The document information contains in this dataset are:

  1. mcf # the cpc code
  2. title # title of patent
  3. abstraction # abstraction of patent
  4. claims # flatten claims of patent
  5. brief_summary # brief summary of patent
  6. description # description of patent
  7. cpc_codes # all the MCF with the same document id

Among them, the claims are flatten to one single string. And all of the html_tag/meth/ref/image/tables are removed from claims, brief_summary and description.

And all the fields are string instead of cpc_codes. The next Label Information will describe the cpc_codes field.

In MCF file, each document will have multiple MCF rows and each row represent one CPC classification result. And as such, we will use these CPC results for classifications.

The cpc_codes is a list that contains all the relative MCF codes that belong to the document.

How to load

The data set is saved by using pickle. In order to read the data, using code below

data = pickle.load(open("filename", "rb"))

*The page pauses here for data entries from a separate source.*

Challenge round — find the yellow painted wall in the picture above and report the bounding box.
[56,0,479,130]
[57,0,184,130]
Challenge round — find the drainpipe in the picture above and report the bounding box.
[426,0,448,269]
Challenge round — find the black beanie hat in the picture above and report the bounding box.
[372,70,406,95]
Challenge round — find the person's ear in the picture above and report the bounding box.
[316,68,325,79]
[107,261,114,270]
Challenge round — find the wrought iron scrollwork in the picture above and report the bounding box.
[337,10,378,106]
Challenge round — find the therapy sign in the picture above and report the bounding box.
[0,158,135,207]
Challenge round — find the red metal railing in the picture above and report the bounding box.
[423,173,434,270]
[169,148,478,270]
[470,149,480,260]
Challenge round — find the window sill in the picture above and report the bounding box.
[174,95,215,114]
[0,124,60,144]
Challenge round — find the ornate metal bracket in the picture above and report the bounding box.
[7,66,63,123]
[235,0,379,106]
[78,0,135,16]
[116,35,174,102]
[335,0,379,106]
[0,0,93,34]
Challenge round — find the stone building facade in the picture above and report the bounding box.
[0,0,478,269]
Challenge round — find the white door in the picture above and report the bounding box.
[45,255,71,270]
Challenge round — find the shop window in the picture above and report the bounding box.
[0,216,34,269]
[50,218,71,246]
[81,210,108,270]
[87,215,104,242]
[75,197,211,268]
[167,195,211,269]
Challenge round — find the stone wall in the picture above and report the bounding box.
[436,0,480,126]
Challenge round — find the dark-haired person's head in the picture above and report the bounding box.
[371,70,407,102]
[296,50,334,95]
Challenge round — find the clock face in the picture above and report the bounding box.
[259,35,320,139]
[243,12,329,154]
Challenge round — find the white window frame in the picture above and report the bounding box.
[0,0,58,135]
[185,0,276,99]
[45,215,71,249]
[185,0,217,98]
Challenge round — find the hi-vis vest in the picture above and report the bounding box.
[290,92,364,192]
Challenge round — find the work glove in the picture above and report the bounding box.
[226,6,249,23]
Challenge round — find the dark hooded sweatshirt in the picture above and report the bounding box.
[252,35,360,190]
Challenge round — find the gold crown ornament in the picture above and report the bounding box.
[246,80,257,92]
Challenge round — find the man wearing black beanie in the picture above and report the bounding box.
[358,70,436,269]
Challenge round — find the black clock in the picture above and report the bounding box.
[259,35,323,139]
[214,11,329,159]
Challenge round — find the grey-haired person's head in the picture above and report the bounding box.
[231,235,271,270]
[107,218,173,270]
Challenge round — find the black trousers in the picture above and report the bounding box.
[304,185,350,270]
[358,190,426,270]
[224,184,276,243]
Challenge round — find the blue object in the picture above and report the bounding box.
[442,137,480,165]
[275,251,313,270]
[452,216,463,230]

Now the data contains all the patents. It is a list of dict, in which each element is a patent instance. The keys of dict ARE described in the two above sections. The following code could be used to read each field.

first_element = data[0]
title = first_element['title']
abst = first_element['abstraction']
cpc_codes = first_element['cpc_codes']

Backend API documentation

How to connect

Simply run following command, and the connection will be built and we could assess the APIs on local:

ssh  -NL 8000:localhost:8000 [email protected]

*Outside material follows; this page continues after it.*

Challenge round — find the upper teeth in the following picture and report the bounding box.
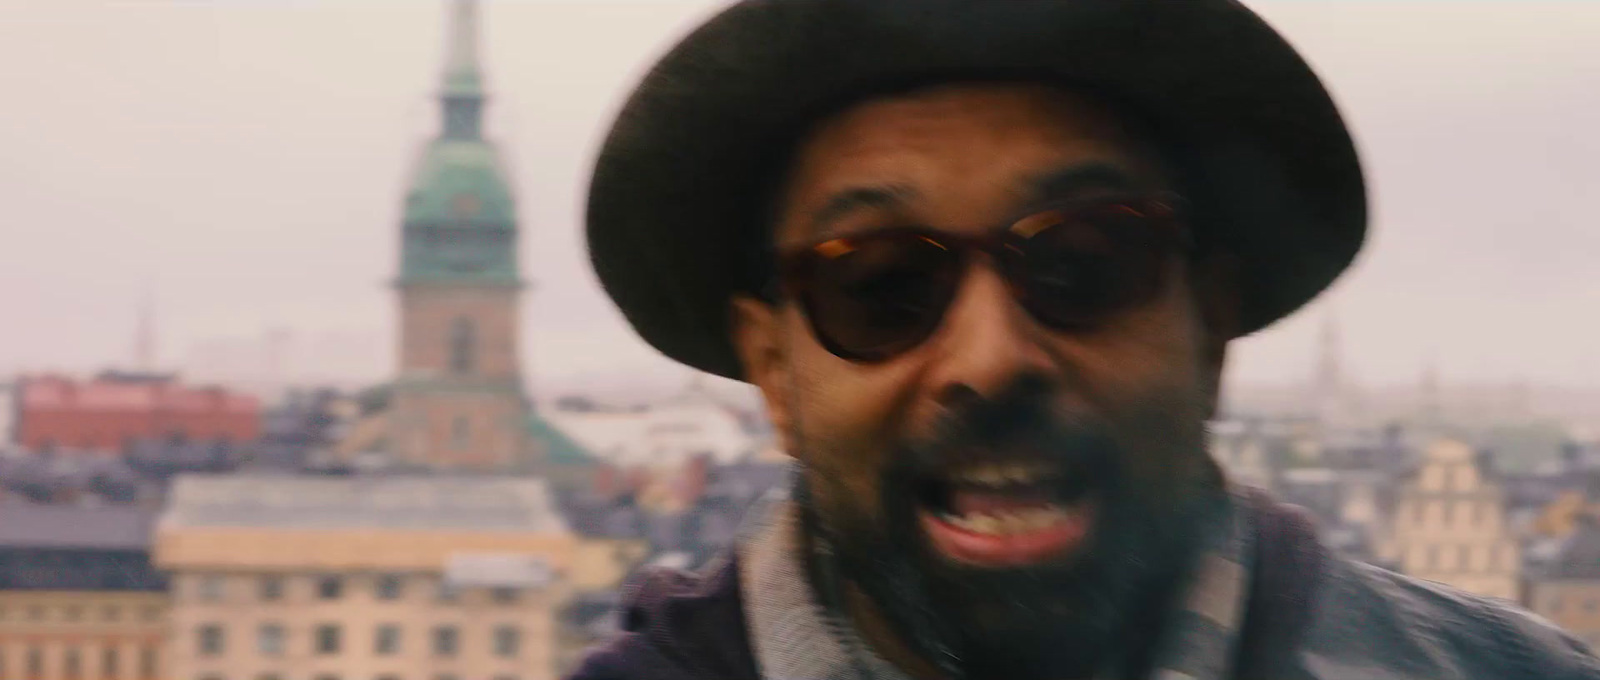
[956,463,1045,485]
[946,507,1068,535]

Notes: the IP address might be updated in the future by Dorothy.

In order to access the API, we could use the following codes

a = slumber.API('http://localhost:8000/api/v0')
par = {'username': 'capstone2020', 'api_key': '48f0580836eaf85e7af82c57a0e7391a7e06530f'}
# using document id
patent = a.patent.get(document_id=document_id, **par, full_document=True)
# or using document number
patent = a.patent.get(document_number=document_number, **par, full_document=True)
# or using a list of document_ids, like ['US20050168051A1', 'US20050168050A1',]
patents = a.patent.get(document_id__in=document_ids, **par, full_document=True)

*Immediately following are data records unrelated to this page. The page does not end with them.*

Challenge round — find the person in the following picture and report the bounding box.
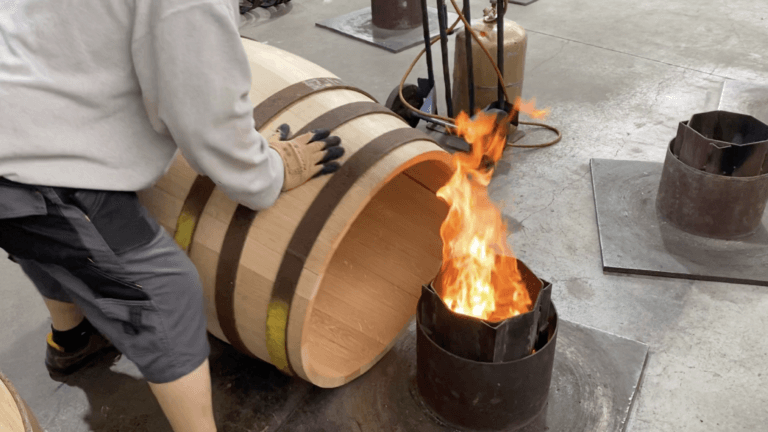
[0,1,344,431]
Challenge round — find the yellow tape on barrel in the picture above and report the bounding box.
[173,176,216,253]
[265,300,291,373]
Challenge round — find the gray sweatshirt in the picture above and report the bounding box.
[0,0,284,211]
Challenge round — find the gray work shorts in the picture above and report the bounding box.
[0,178,209,384]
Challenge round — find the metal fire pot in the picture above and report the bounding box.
[657,111,768,239]
[371,0,423,30]
[416,259,557,431]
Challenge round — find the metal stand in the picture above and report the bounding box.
[396,0,513,152]
[381,0,530,152]
[496,0,505,108]
[421,0,437,111]
[386,0,472,151]
[413,0,457,122]
[463,0,475,114]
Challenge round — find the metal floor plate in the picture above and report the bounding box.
[316,7,458,53]
[276,319,648,432]
[12,318,647,432]
[590,158,768,286]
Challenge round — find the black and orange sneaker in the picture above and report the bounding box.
[45,326,117,379]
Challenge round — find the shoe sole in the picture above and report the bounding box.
[47,345,120,381]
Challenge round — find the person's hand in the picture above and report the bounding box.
[268,124,344,191]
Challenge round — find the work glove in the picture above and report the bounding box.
[268,124,344,191]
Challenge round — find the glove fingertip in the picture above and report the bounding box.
[313,162,341,178]
[325,161,341,172]
[322,136,342,149]
[278,124,291,140]
[319,146,345,164]
[310,129,331,142]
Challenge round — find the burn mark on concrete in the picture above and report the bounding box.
[494,160,512,176]
[503,213,525,234]
[564,278,595,301]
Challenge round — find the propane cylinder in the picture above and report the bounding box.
[451,17,527,119]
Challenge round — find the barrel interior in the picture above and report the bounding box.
[303,158,452,382]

How to get document number and ID

The document number is present in MCF file in (fixed-width) columns 10:18

The document id is basically 'US%d%s' % (document_number, kind)

So we could use the following code to extract the document_id and retrieve the document as an example:

s = 'B21513931210200000H03G   3/20    20130101FI  0 0'      # provided in MCF file as one row
a.patent.get(document_id='US%s%s' % (s[10:18].lstrip(),s[0:2].lstrip()),
             **par, full_document=False)

Notes that there might be record like this:

A           800007Y10T 292/391   20150401LA  0 0

This record is an old one, which was published in 1905 and expired in 1922, so it’s not in our database, and as such, simply ignore them.

There should not be very many of them — of all the patents that have ever been issued, most are utility patents published after 1970 (can’t remember the exact year) and should be in our db.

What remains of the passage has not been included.